Studying people in 38 countries, including Australia, they found that between 2023 and early 2025, fertility rates were higher among women who worked from home at least one day a week. It was higher for couples when both parents were working from home.

Just one day a week working from home, and near the family bedroom, increased fertility by 0.32 children per woman.

In the United States alone, working from home accounted for about 291,000 births in 2024.

Another big puzzle facing Australian families – especially those with multiple young children – is the early childhood care and education sector.

Our research shows consistently that accessing high-quality and affordable care for kids is a massive headache and creates enormous stress for families, both in terms of the finances, but also just getting it to work,” says Hill.

Reshmi and Tommy need two incomes to service the mortgage for their townhouse in North Parramatta, so Reshmi returned to work for four days a week in January.

Adrian spends two days a week at daycare. He spends one day a week with Tommy’s mother, who is retired, and another with Reshmi’s mother, who went part-time at her own job so she could spend time with him. Without grandparent support, Reshmi would have to work fewer days.

The Albanese government has increased subsidies and removed the activity test, essentially guaranteeing at least 72 hours of subsidised childcare at a registered childcare centre a fortnight for eligible families regardless of how much the parents work.

While this initiative and the $1 billion allocated to building or expanding 160 centres in childcare deserts are expected to improve accessibility and affordability over time, safety issues, says Hill, are “an added layer of concern for parents that go well beyond availability and cost”.

Hill attributes this to the fact that most childcare centres in Australia are run for profit, which she says undermines the likelihood of well-trained, well-paid staff delivering a high-quality service.

Nationalising the childcare system – bringing these private services into public hands – would turn early childhood education and care back into an essential service rather than a profit-driven business, but upfront costs would be more expensive than Labor’s existing plans for universal childcare.

(Deloitte’s final technical report for the Early Education Service Delivery Prices project, a national data exercise to understand the costs of delivering safe and quality services across Australia, is due to the Department of Education in December).

Improving the government’s paid parental leave scheme, which some argue should be 52 weeks, would also be an expensive exercise. Although it was expanded to include superannuation in 2025, and from July 1, will extend from 24 working weeks to 26, the minimum wage rate locks out families who won’t be able to pay their bills or meet their mortgage.

While Tommy did take a month of employer-paid parental leave while Reshmi recovered after delivering Adrian, Reshmi says it would have been nice for him to have the option to take more later in the year, while Adrian was teething or sick.

“There’s those periods where you really can’t plan for it,” Reshmi recalls of when Adrian had hand, foot and mouth disease while both parents were working. “It just feels like your world is falling apart.”

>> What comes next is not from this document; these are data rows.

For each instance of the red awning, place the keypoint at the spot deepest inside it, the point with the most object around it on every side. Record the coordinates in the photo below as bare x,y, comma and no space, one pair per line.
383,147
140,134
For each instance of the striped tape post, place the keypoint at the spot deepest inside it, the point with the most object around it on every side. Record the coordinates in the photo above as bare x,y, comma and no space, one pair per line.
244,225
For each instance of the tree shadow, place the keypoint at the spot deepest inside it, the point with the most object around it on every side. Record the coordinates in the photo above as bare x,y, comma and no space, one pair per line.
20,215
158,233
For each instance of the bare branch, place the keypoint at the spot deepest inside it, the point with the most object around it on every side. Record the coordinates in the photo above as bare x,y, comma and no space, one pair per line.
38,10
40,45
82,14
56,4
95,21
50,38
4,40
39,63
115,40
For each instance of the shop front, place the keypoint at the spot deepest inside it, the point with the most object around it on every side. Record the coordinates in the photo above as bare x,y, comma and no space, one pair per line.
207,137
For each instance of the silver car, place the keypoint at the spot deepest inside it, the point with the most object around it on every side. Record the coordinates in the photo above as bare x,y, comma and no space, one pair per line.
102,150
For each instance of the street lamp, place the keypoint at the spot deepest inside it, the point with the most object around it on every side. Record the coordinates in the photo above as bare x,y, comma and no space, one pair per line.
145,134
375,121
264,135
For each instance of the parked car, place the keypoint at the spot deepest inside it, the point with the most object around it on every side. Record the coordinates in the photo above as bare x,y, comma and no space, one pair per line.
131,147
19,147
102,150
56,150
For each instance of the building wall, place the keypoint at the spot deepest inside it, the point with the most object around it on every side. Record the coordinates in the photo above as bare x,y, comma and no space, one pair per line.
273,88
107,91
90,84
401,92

Employer-paid parental leave schemes are inconsistent. While they are becoming increasingly generous and gender-neutral, data from the Workplace Gender Equality Agency shows that men account for only 17 per cent of primary carer parental leave taken. The 2024 National Working Families Report said entrenched gender stereotypes in the workplace mean men often feel unable to take much of the leave on offer.

“We need the care, infrastructure and workplace policy settings that are fit for purpose and support parents and extended family and community to support kids,” says Hill.

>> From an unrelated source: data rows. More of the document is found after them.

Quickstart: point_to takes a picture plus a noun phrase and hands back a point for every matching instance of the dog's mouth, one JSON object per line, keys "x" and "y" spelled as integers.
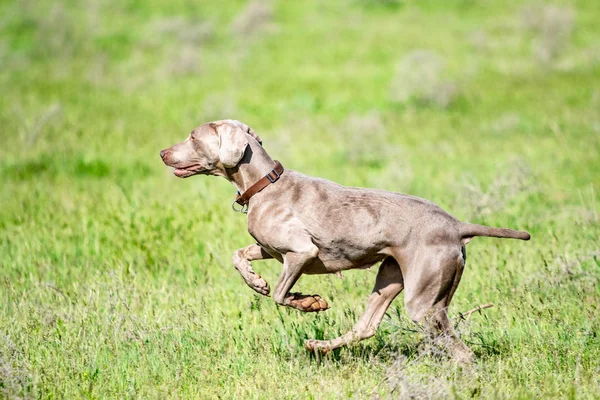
{"x": 188, "y": 171}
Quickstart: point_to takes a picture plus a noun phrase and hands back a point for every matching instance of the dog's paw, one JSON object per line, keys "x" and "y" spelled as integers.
{"x": 307, "y": 303}
{"x": 314, "y": 346}
{"x": 259, "y": 285}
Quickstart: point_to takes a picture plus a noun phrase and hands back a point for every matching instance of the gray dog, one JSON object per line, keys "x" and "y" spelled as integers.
{"x": 314, "y": 226}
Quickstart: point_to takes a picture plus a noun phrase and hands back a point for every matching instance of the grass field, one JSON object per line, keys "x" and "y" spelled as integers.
{"x": 116, "y": 278}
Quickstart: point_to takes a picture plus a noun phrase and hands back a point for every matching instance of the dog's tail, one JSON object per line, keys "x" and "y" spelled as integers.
{"x": 469, "y": 231}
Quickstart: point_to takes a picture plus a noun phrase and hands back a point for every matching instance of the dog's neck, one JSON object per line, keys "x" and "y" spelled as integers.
{"x": 255, "y": 164}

“We’re a wealthy country. There’s so much more we could do to make it a great place to have and raise kids. I think we could start by putting children at the centre of our policymaking and developing policy settings that support those who care for them.”

*The sample size for these particular poll questions was small. The weighted base for those who are choosing not to have more than one child is 68, and for the question regarding what is needed to have more children, it is 263.